One of Glasgow's most famous institutions, The Barras was founded by James and Margaret McIver in the interwar years. Several of the smaller 1921-era market halls still bear the McIver name, although the main Barrowland Ballroom building was rebuilt after a fire in 1958, reopening in 1960. The ballroom has become a world famous musical venue (see main article). There was a 'barra's queen.'
The original building opened in 1934 in a mercantile area east of Glasgow's city centre. The Barrowland building includes large street-level halls used for the weekend markets, with a sizeable weatherproof dance hall above. The front of the building is decorated with a distinctive animated neon sign.
Because of its location on Gallowgate - the main thoroughfare from the city centre to Parkhead and Celtic Park, Barrowlands is also notable for its large concentration of public houses and shops devoted to fans of Celtic Football Club. Baird's Bar is one of the best known Celtic-oriented pubs, literally next door to the Barrowland Ballroom building.
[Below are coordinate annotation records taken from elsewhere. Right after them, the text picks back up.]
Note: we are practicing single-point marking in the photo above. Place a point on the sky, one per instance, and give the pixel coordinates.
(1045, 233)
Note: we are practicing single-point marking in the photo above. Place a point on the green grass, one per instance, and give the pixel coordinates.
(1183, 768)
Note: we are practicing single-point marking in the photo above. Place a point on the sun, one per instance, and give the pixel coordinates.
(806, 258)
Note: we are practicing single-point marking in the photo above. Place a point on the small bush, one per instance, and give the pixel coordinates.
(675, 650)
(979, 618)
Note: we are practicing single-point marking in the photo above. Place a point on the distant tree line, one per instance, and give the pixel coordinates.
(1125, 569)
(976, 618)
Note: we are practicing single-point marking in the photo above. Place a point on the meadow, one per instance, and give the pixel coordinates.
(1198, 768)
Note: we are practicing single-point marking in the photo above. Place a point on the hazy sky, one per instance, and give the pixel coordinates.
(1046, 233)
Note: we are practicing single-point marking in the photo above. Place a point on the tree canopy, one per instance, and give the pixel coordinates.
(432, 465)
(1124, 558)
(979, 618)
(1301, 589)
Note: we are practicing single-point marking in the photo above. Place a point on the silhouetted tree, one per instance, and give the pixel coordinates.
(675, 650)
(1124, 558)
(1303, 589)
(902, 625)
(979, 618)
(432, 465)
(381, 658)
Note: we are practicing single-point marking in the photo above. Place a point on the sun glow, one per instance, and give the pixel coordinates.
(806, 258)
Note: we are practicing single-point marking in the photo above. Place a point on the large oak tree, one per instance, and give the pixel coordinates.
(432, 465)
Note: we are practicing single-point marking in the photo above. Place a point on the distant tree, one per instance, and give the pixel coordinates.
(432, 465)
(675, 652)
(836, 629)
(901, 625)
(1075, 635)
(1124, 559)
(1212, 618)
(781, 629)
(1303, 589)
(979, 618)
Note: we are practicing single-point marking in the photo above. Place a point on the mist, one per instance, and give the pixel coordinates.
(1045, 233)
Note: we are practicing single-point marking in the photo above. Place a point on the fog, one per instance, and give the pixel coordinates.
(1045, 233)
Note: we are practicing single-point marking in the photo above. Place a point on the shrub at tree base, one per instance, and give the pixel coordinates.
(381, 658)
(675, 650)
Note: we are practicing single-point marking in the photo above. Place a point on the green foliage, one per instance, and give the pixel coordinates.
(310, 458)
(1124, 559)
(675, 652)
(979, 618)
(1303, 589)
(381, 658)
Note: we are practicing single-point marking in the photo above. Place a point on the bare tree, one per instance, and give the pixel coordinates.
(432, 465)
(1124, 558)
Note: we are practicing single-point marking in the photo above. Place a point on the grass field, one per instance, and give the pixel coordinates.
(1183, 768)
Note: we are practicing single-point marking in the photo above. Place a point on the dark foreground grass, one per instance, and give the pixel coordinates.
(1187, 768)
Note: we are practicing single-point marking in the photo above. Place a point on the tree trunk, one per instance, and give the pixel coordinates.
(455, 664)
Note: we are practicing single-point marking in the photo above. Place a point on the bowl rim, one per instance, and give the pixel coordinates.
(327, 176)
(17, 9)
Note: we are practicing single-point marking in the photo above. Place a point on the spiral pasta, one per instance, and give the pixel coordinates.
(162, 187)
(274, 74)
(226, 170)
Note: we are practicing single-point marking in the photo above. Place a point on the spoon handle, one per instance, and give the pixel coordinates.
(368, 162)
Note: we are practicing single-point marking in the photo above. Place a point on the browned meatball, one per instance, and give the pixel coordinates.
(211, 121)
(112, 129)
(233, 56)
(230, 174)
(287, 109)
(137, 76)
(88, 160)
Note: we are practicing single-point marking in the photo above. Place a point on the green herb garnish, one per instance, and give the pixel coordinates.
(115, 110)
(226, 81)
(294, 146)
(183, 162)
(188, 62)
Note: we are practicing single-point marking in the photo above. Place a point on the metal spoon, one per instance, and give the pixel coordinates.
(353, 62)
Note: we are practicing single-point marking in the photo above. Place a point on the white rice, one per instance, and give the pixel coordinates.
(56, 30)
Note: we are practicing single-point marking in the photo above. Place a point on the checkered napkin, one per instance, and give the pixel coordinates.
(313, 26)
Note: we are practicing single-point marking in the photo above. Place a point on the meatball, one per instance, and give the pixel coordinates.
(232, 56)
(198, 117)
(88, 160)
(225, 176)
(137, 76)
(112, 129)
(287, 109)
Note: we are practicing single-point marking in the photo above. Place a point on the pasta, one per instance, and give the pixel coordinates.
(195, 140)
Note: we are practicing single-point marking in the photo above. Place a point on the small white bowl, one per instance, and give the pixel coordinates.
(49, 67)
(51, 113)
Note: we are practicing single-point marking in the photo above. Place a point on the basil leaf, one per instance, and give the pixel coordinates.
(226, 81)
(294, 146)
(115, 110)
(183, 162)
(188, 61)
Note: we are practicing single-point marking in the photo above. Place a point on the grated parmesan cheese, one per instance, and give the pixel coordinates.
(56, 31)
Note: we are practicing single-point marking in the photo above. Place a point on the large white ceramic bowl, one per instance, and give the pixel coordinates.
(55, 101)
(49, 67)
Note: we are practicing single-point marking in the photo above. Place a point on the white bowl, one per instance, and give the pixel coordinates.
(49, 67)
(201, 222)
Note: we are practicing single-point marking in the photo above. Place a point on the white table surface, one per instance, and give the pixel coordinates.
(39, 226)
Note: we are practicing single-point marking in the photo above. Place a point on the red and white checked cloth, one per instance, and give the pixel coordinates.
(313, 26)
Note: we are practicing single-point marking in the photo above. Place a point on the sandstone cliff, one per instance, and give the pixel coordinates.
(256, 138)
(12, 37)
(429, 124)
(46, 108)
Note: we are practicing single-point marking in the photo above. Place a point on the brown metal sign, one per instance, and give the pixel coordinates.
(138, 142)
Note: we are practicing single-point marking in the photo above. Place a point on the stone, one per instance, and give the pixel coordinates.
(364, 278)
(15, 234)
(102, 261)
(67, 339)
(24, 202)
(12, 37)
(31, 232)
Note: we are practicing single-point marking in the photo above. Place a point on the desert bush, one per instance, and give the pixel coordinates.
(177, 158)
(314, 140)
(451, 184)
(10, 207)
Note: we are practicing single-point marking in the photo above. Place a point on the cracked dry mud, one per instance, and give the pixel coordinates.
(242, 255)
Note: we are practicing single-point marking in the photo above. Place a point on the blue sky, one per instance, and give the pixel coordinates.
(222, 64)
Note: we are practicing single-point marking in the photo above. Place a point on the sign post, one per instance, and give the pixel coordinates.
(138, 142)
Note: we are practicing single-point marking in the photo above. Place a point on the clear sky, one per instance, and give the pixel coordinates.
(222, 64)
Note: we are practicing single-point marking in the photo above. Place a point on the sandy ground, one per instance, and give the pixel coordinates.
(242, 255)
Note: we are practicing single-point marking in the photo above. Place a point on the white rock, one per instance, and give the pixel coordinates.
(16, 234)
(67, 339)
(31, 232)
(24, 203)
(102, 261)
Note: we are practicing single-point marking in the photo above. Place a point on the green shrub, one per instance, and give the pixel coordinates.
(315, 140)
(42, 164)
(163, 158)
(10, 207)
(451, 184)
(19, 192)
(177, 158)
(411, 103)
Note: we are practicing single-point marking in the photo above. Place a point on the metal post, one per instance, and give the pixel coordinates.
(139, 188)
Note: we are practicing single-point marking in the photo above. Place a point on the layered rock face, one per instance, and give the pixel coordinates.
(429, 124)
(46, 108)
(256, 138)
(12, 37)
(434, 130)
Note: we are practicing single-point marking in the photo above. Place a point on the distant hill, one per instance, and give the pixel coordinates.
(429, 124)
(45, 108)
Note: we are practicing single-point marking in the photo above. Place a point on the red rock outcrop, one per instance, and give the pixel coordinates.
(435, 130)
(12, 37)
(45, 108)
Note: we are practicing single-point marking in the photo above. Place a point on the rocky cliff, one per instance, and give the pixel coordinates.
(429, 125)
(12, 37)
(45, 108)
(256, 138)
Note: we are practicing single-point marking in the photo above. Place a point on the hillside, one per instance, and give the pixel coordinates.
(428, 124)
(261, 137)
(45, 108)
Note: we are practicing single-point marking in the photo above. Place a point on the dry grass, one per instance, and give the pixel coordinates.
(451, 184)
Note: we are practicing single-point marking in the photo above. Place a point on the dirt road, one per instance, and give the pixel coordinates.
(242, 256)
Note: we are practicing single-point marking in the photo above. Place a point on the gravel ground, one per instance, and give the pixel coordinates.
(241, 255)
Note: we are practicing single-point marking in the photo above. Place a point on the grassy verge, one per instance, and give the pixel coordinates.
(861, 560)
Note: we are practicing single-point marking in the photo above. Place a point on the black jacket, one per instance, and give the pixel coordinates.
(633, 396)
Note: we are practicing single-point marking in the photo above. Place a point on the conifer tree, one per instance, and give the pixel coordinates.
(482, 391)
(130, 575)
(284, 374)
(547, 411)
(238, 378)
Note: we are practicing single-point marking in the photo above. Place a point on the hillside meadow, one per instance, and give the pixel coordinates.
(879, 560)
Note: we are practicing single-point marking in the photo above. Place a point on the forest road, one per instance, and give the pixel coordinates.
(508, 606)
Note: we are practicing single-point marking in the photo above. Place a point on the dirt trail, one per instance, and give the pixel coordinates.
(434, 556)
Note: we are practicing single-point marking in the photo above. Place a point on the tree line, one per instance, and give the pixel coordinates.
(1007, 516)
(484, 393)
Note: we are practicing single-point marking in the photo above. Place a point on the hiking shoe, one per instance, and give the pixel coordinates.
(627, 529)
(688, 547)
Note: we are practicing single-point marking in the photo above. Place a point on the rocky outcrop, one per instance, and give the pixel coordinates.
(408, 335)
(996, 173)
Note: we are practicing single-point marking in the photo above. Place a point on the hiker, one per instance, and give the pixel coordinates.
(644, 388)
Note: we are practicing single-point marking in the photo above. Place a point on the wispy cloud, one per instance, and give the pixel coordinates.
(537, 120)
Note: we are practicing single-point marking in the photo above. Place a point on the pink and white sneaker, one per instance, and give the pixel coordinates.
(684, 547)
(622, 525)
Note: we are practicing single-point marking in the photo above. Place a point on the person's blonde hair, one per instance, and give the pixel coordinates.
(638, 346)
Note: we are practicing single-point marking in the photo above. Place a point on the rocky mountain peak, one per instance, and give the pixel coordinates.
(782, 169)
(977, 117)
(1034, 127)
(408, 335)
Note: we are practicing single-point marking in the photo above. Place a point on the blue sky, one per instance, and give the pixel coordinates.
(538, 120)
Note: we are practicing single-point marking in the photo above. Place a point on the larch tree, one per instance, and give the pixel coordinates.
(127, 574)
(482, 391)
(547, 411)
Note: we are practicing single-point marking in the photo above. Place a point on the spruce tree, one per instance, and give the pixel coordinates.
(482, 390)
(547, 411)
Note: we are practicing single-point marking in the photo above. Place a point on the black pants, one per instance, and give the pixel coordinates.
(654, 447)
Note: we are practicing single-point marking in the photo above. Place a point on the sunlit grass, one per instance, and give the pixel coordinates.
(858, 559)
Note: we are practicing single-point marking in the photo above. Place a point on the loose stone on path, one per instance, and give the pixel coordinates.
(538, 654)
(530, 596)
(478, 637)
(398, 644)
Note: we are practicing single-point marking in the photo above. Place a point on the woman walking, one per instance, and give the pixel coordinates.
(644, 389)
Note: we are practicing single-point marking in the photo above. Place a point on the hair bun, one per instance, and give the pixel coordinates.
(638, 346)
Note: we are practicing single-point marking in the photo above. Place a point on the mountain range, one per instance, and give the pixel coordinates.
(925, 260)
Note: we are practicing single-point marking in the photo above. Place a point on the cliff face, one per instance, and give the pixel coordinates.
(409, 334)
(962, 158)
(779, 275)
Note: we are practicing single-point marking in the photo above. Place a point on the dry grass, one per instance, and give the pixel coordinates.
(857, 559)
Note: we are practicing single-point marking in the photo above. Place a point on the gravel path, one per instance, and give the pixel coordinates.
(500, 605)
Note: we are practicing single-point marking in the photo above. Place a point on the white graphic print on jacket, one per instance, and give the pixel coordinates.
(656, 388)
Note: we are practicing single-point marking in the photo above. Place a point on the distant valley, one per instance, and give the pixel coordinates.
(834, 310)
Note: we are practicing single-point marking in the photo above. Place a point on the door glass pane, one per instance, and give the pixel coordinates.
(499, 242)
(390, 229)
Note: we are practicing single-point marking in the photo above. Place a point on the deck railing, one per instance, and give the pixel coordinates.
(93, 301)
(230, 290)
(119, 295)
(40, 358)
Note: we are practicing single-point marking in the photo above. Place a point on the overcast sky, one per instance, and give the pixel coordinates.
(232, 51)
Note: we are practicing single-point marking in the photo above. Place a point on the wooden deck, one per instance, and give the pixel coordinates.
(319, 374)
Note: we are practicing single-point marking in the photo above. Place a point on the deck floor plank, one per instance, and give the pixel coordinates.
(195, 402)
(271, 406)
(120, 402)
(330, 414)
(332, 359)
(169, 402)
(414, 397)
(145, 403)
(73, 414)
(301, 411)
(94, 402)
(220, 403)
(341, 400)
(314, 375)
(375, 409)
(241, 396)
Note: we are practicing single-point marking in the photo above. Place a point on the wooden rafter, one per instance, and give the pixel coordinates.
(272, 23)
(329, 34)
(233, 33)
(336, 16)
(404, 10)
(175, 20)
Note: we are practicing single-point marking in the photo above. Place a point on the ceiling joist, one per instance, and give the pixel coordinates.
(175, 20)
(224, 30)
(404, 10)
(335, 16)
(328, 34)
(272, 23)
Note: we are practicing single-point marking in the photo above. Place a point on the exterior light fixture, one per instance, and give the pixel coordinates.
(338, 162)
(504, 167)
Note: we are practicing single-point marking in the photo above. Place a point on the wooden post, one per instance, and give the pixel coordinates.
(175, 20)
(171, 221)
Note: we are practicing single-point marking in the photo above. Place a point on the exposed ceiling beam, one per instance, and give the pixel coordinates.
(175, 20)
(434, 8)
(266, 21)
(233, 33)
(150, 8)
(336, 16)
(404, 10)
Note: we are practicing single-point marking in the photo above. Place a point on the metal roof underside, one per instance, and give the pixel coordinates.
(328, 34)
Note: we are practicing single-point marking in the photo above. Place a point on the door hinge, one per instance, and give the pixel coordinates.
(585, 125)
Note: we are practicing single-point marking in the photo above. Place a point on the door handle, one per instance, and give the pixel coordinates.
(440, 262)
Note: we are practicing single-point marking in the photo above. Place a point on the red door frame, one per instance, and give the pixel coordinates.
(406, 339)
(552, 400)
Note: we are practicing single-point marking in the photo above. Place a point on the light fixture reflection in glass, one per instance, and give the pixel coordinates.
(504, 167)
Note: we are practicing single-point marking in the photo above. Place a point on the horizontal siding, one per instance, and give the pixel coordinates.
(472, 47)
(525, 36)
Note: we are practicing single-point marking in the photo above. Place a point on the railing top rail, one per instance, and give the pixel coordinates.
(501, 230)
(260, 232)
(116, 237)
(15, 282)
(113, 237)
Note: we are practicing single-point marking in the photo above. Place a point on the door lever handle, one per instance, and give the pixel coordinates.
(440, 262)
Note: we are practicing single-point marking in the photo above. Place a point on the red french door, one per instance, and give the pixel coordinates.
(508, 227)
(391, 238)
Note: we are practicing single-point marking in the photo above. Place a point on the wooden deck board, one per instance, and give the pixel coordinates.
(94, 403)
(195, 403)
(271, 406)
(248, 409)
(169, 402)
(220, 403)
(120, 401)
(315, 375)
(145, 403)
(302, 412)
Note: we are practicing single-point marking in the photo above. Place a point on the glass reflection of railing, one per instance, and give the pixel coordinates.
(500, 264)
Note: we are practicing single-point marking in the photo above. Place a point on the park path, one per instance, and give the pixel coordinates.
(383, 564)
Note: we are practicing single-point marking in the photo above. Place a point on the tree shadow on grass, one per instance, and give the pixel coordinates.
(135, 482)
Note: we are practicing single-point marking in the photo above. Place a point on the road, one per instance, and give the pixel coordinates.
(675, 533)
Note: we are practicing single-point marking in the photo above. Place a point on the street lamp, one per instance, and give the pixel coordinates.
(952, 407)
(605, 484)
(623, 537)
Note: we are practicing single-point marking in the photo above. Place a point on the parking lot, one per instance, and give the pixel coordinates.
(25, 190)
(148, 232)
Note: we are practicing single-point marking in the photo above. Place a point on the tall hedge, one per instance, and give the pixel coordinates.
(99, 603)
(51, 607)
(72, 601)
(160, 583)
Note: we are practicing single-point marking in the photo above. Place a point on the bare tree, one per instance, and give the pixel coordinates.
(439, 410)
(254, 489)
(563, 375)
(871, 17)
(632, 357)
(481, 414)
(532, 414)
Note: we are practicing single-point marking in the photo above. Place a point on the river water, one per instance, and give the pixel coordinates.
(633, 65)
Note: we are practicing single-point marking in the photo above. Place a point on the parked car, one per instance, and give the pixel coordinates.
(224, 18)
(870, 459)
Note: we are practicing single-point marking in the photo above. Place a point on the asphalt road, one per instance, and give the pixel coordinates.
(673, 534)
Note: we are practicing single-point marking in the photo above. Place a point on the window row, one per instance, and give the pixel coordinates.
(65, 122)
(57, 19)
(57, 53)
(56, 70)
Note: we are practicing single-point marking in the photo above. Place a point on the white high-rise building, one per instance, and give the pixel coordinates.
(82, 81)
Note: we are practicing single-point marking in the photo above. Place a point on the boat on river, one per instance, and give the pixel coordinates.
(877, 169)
Glasgow Antiques and Collectable Market, the Cartwheel and the Square Yard can all be found next to the Squirrel Bar.
There are a large number of indoor covered markets, and many stalls in the street markets as well. Wares range from, for example fresh fruit and veg, boots and kilts to antiques and collectables. Also nearby is St. Alphonsus RC Church - also known as the Church at the Barras.